山は怖い。山はきつい。山は意味がわからない。
三拍子そろっている。
それなのに——
気がつけば、おじさんになって山登りにハマっている。
人生というのは、伏線の回収が雑である。
そしてふと思った。
「あのときの山はどこだったのか」
母に聞いた。
「……やまつりやま、じゃない?」
その響きは妙に懐かしかった。
私の心の中では「山・釣り・山」である。
なんだか楽しそうだ。
英語にすると
“A mountain catches a mountain.”
山が山を釣る。
スケールが大きいのか小さいのかわからない。
ところが調べてみると、違った。
矢祭山
「矢・祭・山」である。
英語にすると
“Arrow Festival Mountain”。
こっちのほうが断然かっこいい。
さらに驚いたことに、その山は茨城ではなく福島にあった。
記憶というのは、地理に弱い。
今住んでいる東京の西のほうからだと、
朝一番の電車に乗っても矢祭山駅に着くのは昼前。
遠い。
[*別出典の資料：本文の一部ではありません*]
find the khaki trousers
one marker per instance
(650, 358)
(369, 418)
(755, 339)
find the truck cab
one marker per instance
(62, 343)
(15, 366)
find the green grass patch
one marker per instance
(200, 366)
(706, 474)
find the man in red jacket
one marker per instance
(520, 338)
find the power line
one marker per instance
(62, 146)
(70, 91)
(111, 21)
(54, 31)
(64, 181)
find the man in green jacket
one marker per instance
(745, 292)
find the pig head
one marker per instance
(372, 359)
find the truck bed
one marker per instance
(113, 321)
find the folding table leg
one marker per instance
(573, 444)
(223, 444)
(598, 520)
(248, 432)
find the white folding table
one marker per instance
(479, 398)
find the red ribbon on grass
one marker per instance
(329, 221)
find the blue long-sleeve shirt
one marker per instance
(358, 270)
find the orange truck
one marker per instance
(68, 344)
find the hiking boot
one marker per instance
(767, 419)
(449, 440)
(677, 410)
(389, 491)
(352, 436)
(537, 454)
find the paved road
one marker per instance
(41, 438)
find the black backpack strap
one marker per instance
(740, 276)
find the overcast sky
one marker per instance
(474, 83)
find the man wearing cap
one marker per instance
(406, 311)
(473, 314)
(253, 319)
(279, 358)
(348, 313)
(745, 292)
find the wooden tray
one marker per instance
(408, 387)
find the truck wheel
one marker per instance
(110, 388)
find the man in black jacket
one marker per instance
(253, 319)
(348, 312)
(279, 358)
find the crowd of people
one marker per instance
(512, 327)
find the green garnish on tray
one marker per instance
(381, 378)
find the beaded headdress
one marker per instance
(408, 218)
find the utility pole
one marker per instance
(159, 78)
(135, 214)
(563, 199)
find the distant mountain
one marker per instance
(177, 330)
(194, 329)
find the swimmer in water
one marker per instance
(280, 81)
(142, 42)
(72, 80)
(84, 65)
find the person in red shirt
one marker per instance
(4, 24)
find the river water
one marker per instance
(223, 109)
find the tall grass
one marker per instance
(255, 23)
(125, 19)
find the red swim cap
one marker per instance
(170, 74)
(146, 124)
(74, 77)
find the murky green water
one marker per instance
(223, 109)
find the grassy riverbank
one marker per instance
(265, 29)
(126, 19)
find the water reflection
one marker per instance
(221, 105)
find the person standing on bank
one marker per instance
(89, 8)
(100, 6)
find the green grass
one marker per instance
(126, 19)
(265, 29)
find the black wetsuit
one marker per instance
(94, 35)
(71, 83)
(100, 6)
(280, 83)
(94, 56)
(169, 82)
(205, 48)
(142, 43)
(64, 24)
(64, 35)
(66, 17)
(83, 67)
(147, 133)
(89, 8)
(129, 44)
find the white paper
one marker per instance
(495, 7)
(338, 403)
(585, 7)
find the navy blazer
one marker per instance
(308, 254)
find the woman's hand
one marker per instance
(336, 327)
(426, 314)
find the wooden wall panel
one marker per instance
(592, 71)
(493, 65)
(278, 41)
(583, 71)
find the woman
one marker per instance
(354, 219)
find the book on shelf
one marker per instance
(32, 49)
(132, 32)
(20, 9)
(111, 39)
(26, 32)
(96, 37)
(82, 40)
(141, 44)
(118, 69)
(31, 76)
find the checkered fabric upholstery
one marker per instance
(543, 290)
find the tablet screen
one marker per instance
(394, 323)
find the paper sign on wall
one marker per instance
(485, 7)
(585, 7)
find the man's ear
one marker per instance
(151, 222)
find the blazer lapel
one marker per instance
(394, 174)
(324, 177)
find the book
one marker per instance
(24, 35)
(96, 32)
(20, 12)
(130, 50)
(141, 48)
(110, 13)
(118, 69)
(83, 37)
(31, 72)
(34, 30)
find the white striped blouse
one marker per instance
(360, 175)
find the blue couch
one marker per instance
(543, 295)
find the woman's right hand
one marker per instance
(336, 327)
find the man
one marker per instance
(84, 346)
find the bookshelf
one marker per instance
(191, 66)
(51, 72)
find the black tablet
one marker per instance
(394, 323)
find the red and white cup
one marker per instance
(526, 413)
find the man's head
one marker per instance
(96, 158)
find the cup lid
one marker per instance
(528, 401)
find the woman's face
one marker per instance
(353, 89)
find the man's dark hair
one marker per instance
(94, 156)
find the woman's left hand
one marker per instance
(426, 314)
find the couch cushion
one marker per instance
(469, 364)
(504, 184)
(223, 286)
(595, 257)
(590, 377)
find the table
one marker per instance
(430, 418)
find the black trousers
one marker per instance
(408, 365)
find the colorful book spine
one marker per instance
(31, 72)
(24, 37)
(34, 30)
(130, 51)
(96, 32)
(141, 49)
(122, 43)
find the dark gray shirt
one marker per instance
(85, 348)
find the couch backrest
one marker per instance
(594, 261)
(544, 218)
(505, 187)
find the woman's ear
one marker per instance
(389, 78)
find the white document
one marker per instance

実に遠い。しからずんば遠い。
なので水戸に1泊することにした。
実家である。無料である。
しかも夕食に手巻き寿司をご馳走してくれた。
家族とはありがたいものだ。
矢祭山は、いい山だった。
檜山もよかった。
天気がよかったのもあるが、トレイルを地元の方が丁寧に整備されているようだ。
そして人は少ない。静かな山行というやつだ。
すれ違ったのは10人と、犬1匹。
犬は元気だった。
私はハァハァだった。
しかし今回は嫌ではなかった。
そして思うのである。
小学生のときに来たのは、
たぶんこの山だ。
たぶん。
人生は、ときどき
「たぶん」でちょうどいい。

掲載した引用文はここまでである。